ユーグレナは光に長時間さらされると光ストレス反応を引き起こします。その過程で光から身を守るために、周囲の栄養素を使いながら新たな分子を産生するのです。
ここでチームはかつお出汁の栄養素でカロテノイドの産生が促されるのではないかと予想しました。
実験では、独立栄養培地(※)である「CM培地」、従属栄養培地(※)である「KH培地」、かつお出汁を使った「BS培地」の3つを用意。

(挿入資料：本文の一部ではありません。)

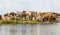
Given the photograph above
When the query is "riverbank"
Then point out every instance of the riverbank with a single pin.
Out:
(23, 22)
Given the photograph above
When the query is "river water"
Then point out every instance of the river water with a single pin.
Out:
(37, 29)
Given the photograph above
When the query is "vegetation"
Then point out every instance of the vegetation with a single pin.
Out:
(24, 22)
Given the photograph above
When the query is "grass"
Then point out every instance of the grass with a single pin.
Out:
(23, 22)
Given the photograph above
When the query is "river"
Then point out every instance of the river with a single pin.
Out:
(36, 29)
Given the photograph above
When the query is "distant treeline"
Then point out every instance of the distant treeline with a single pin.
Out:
(31, 15)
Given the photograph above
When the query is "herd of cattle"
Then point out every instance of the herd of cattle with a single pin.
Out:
(31, 15)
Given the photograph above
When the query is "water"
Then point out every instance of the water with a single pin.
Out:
(28, 29)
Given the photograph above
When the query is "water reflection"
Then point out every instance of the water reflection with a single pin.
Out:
(30, 29)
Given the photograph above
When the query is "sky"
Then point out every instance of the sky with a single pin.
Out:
(36, 5)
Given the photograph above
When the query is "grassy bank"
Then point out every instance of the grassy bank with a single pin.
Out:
(23, 22)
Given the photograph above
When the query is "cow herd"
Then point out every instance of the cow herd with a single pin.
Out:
(31, 15)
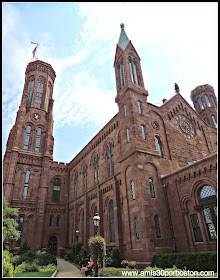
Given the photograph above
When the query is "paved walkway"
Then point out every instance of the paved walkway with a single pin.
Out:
(67, 269)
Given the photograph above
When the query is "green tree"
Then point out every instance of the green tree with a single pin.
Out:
(9, 225)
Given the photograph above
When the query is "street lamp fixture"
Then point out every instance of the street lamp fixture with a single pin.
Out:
(77, 235)
(96, 220)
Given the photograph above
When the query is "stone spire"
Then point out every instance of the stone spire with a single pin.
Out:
(123, 39)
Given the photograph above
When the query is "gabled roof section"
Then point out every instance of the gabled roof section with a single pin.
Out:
(123, 39)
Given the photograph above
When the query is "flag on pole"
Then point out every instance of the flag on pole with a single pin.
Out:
(34, 51)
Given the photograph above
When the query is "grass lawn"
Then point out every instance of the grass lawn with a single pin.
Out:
(35, 274)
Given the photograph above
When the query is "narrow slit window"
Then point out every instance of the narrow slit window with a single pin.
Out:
(27, 137)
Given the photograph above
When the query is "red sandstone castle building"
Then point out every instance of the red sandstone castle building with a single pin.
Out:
(150, 172)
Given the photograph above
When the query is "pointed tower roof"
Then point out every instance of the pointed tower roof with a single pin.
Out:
(123, 39)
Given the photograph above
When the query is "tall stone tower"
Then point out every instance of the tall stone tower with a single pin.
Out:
(204, 101)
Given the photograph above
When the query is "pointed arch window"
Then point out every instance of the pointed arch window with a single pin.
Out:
(200, 103)
(47, 97)
(20, 228)
(27, 137)
(206, 121)
(56, 190)
(207, 100)
(121, 73)
(158, 145)
(85, 178)
(94, 228)
(140, 108)
(127, 135)
(132, 190)
(37, 141)
(75, 185)
(152, 191)
(83, 228)
(208, 202)
(125, 111)
(26, 184)
(30, 92)
(214, 121)
(58, 221)
(135, 71)
(136, 228)
(143, 132)
(96, 170)
(111, 221)
(157, 226)
(131, 69)
(39, 93)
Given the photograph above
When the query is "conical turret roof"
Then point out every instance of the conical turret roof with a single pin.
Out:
(123, 39)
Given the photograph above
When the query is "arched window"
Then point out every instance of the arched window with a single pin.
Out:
(56, 190)
(95, 211)
(20, 228)
(121, 73)
(27, 137)
(157, 226)
(158, 145)
(136, 228)
(111, 221)
(39, 93)
(30, 92)
(125, 111)
(96, 170)
(132, 190)
(127, 135)
(208, 202)
(51, 220)
(206, 120)
(37, 141)
(131, 69)
(75, 185)
(151, 185)
(83, 228)
(58, 221)
(85, 178)
(214, 121)
(26, 183)
(200, 103)
(47, 97)
(143, 132)
(207, 100)
(135, 72)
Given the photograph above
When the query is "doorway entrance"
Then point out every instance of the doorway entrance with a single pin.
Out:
(52, 245)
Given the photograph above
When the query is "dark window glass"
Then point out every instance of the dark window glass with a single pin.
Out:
(136, 228)
(196, 228)
(151, 184)
(111, 221)
(157, 226)
(208, 202)
(56, 190)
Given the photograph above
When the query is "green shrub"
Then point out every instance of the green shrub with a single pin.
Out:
(27, 257)
(162, 261)
(202, 262)
(24, 248)
(8, 270)
(45, 259)
(191, 260)
(213, 261)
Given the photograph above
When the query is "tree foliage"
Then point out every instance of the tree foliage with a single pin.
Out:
(9, 224)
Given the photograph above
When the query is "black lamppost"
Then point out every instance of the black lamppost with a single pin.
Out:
(77, 235)
(96, 220)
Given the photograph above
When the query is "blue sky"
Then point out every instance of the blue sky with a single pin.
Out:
(177, 43)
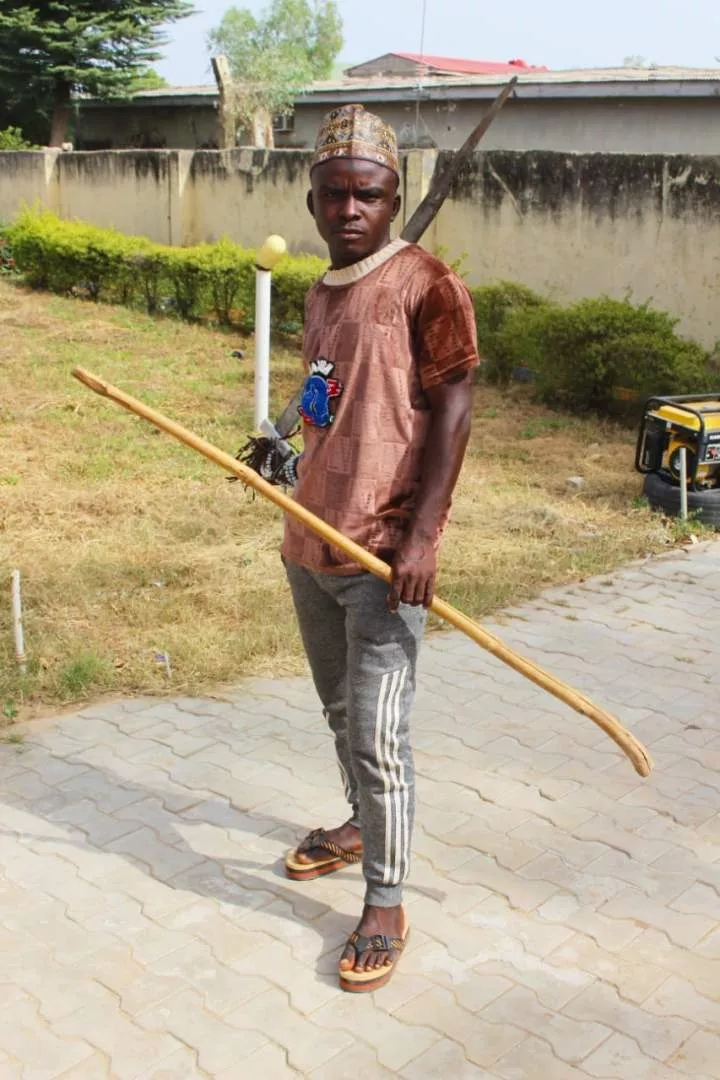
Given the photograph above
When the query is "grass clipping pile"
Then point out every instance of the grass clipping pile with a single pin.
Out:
(133, 550)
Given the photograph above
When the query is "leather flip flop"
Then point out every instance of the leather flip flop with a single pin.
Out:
(365, 982)
(337, 858)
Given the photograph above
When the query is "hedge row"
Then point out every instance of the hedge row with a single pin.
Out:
(578, 355)
(208, 280)
(592, 353)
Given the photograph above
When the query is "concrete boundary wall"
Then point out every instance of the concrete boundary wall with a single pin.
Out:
(570, 225)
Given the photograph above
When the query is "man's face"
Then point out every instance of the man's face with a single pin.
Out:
(353, 203)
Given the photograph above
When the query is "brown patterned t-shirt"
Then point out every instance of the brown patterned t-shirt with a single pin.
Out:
(377, 335)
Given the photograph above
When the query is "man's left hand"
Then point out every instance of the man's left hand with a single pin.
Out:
(415, 569)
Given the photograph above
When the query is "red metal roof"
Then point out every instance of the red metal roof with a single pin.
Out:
(469, 67)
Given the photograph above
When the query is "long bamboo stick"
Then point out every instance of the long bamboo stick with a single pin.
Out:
(635, 751)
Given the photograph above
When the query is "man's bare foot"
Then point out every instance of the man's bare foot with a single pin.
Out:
(376, 920)
(347, 837)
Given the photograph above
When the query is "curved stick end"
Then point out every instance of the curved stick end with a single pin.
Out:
(91, 380)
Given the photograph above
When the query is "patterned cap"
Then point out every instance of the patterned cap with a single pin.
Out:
(352, 132)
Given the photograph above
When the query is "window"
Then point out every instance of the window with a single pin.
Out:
(283, 122)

そこにユーグレナを入れて、さまざまな波長の光を当てて様子を見ました。
(※ 独立栄養とは、植物のように光や二酸化炭素を使い自ら栄養素を作ることで、こうした生物の培地には外部からの有機分子が添加されません。
従属栄養とは、動物のように外部にある有機分子を食べて栄養素を得ることで、こうした生物の培地にはビタミンやミネラルなど、さまざまな有機分子が添加されます。)
その結果、かつお出汁を含むBS培地に強い赤色光(605〜660nmの波長)を照射した条件で、最もユーグレナの赤色化が進むことが明らかになりました。
チームはどんな成分が赤色化を促したのかを特定するため、かつお出汁に多く含まれるヒスチジン(必須アミノ酸の一種)だけを添加した培地、魚介類のうま味成分である5′-リボヌクレオチドだけを添加した培地、さらに煮干し・イカ・桜エビ・椎茸の煮出し汁での培養も実施。
しかし、いずれの培地でも赤色化が見られなかったことから、これは単一の成分ではなく、かつお出汁に含まれる色々な栄養素が組み合わさってユーグレナの赤色化を引き起こしていることが示されました。
そして最も重要な点として、ユーグレナの赤色化は細胞内のカロテノイドが増加しているからだということが確かめられました。
さらに通常のユーグレナの培養条件では生成されない「キサントフィル(カロテノイド類の一種)」も生成されていたのです。
以上の結果から、かつお出汁と赤色光を用いた培養方法により、カロテノイドを多量に含むユーグレナを効率的に得られることがわかりました。
しかも、この培養方法は遺伝子組み換えをともなわないことから、安全な食品利用が可能と考えられています。
研究主任の山下 恭平(やました・きょうへい)氏は、ユーグレナを赤色化する試みにおいて、「さまざまな食品と光条件を組み合わせる試行錯誤の結果、重要な成分として日本の伝統食材であるかつお出汁が見出されたことは、驚きとともに、大変うれしく思いました」と話しています。
今後はこの”赤色ミドリムシ”を活用した新たな健康食品の開発が期待できるでしょう。